Peneliti Berka Strategika
Pergantian kursi Menteri Keuangan dari Sri Mulyani ke Purbaya Yudhi Sadewa bukan sekadar rotasi jabatan politik, melainkan sebuah ujian besar bagi kredibilitas fiskal Indonesia. Publik, pelaku usaha, hingga investor global tentu menunggu arah baru yang akan ditempuh. Apakah APBN tetap dijaga ketat sebagai jangkar stabilitas, atau justru lebih longgar demi ambisi pertumbuhan?

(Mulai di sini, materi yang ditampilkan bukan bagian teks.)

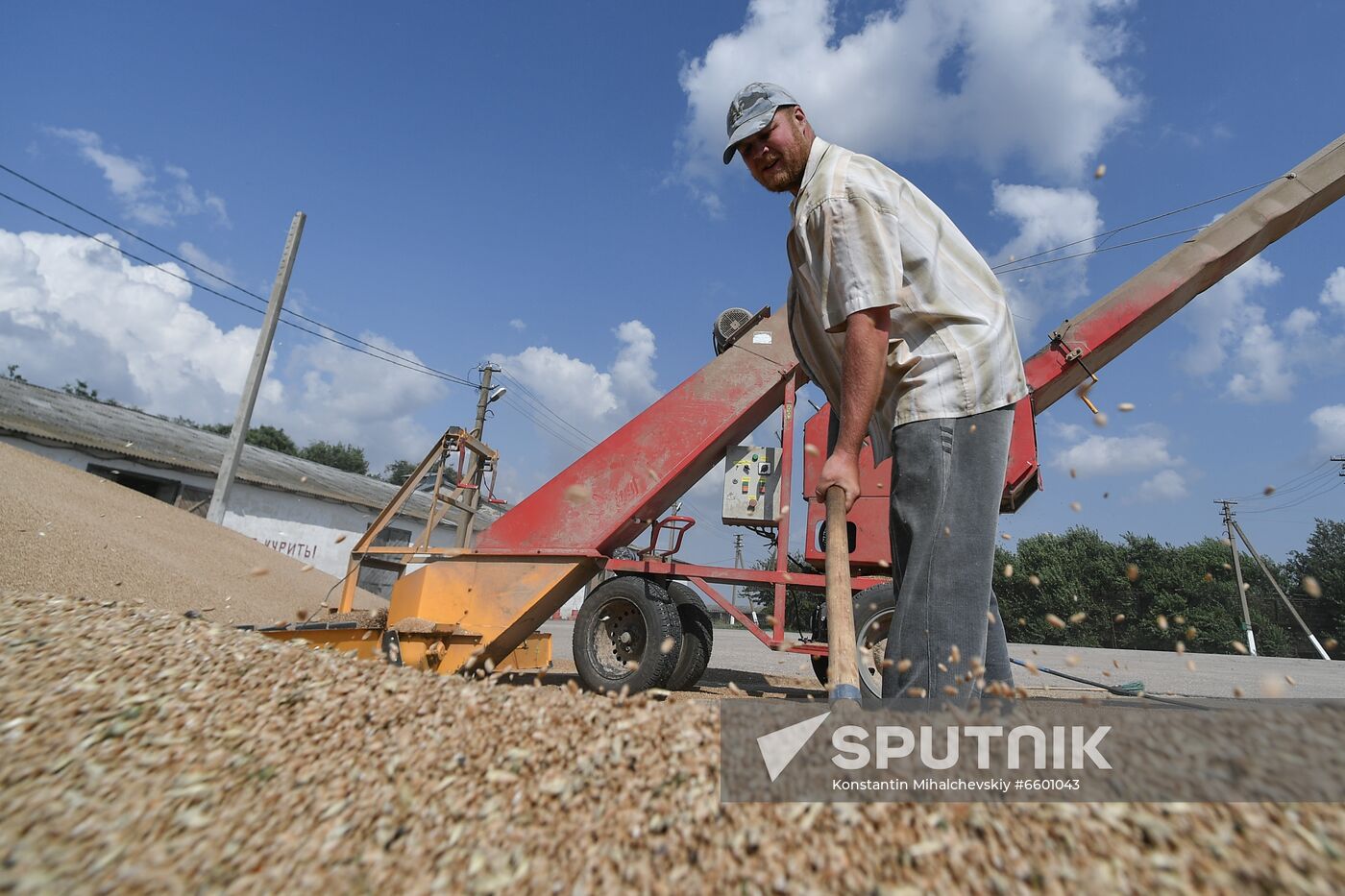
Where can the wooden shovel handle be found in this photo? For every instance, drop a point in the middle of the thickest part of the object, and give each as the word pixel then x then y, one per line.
pixel 843 667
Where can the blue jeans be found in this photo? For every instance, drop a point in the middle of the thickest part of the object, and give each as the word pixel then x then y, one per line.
pixel 947 476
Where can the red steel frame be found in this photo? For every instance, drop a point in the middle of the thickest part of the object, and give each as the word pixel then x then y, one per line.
pixel 615 492
pixel 780 576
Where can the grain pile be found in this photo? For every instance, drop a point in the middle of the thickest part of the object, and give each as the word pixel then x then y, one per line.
pixel 144 751
pixel 69 532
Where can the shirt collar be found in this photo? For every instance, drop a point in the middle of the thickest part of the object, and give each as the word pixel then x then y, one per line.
pixel 819 148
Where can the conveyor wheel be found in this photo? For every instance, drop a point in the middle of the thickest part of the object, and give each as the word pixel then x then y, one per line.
pixel 628 634
pixel 697 638
pixel 873 608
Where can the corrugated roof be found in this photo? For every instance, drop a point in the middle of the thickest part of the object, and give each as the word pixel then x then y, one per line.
pixel 56 416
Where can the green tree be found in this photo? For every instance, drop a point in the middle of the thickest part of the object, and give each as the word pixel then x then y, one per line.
pixel 81 390
pixel 397 472
pixel 271 437
pixel 1139 593
pixel 336 453
pixel 799 603
pixel 1324 561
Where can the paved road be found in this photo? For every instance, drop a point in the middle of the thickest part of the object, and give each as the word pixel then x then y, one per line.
pixel 1162 673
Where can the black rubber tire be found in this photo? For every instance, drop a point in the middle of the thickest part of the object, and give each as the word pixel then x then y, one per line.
pixel 697 638
pixel 873 610
pixel 627 619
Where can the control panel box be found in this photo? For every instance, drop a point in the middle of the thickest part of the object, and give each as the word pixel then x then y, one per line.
pixel 750 486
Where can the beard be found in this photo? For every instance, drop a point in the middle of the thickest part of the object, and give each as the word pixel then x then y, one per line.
pixel 787 173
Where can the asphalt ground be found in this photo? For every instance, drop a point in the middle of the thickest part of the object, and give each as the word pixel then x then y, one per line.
pixel 740 658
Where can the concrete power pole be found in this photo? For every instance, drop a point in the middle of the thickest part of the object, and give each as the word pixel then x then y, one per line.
pixel 475 473
pixel 1237 574
pixel 737 564
pixel 238 435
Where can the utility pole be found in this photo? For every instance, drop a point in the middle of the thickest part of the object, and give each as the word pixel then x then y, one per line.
pixel 475 473
pixel 737 564
pixel 238 435
pixel 1282 594
pixel 1237 574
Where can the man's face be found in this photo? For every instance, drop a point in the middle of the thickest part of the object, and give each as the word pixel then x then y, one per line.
pixel 777 154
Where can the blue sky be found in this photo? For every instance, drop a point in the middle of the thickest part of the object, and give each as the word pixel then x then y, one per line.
pixel 540 183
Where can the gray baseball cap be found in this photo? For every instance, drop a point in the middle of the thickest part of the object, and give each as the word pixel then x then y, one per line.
pixel 752 110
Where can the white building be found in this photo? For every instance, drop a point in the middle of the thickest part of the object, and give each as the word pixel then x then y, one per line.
pixel 299 507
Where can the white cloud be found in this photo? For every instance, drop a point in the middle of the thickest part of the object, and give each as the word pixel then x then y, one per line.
pixel 1219 314
pixel 1112 455
pixel 1301 322
pixel 1167 485
pixel 988 80
pixel 198 257
pixel 1261 358
pixel 71 308
pixel 134 184
pixel 336 395
pixel 594 401
pixel 1333 294
pixel 1329 423
pixel 1046 218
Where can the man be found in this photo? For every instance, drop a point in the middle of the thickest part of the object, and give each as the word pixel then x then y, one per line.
pixel 901 323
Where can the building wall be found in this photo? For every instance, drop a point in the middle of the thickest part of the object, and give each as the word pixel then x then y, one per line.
pixel 308 529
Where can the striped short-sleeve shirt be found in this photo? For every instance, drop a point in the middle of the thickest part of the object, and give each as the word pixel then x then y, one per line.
pixel 864 237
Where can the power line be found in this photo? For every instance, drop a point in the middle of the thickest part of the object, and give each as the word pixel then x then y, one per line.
pixel 1304 499
pixel 1115 230
pixel 1284 486
pixel 1093 252
pixel 390 358
pixel 212 275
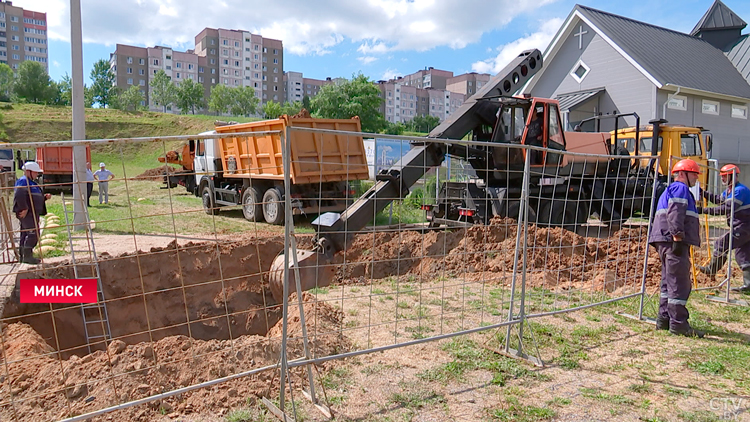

Dr. M. Rizal Taufikurrahman, Ekonom INDEF menekankan bahwa kepercayaan fiskal tidak bisa dibangun lewat retorika. Kredibilitas hanya akan bertahan bila pemerintah konsisten pada tiga hal mendasar: kepastian aturan, efektivitas anggaran, dan keberlanjutan pembiayaan. Tanpa itu, transisi kepemimpinan di Kemenkeu bisa menimbulkan keraguan, baik dari publik domestik maupun pasar internasional (CNBC Indonesia, 10 September 2025).
Dilema Investor, Dunia Usaha, dan Publik
Bagi investor global, disiplin fiskal adalah parameter utama. Defisit yang melebar tanpa arah akan dibaca sebagai sinyal risiko, menaikkan premi utang Indonesia. Sebaliknya, dunia usaha dalam negeri berharap fiskal tidak hanya berfungsi sebagai penjaga stabilitas, melainkan juga mesin akselerasi pertumbuhan. Sementara itu, masyarakat menengah bawah menuntut agar kebijakan anggaran benar-benar menghadirkan keadilan melalui penguatan daya beli. Dengan demikian, pertumbuhan tidak sekadar berhenti pada angka 5,12% (YoY), melainkan lebih inklusif dan berkualitas.
Jalan Strategis ke Depan
Ada tiga poros kebijakan yang harus menjadi pegangan Menkeu baru. Pertama, diversifikasi penerimaan negara. Penerimaan negara bukan hanya soal pajak, melainkan juga optimalisasi dividen BUMN dengan profesionalisme dan integritas dalam pengelolaan kepemilikan umum, pengelolaan aset publik secara transparan, serta perluasan basis PNBP. Basis pendapatan yang lebih beragam akan memperkuat ruang fiskal sekaligus menjaga kredibilitas APBN.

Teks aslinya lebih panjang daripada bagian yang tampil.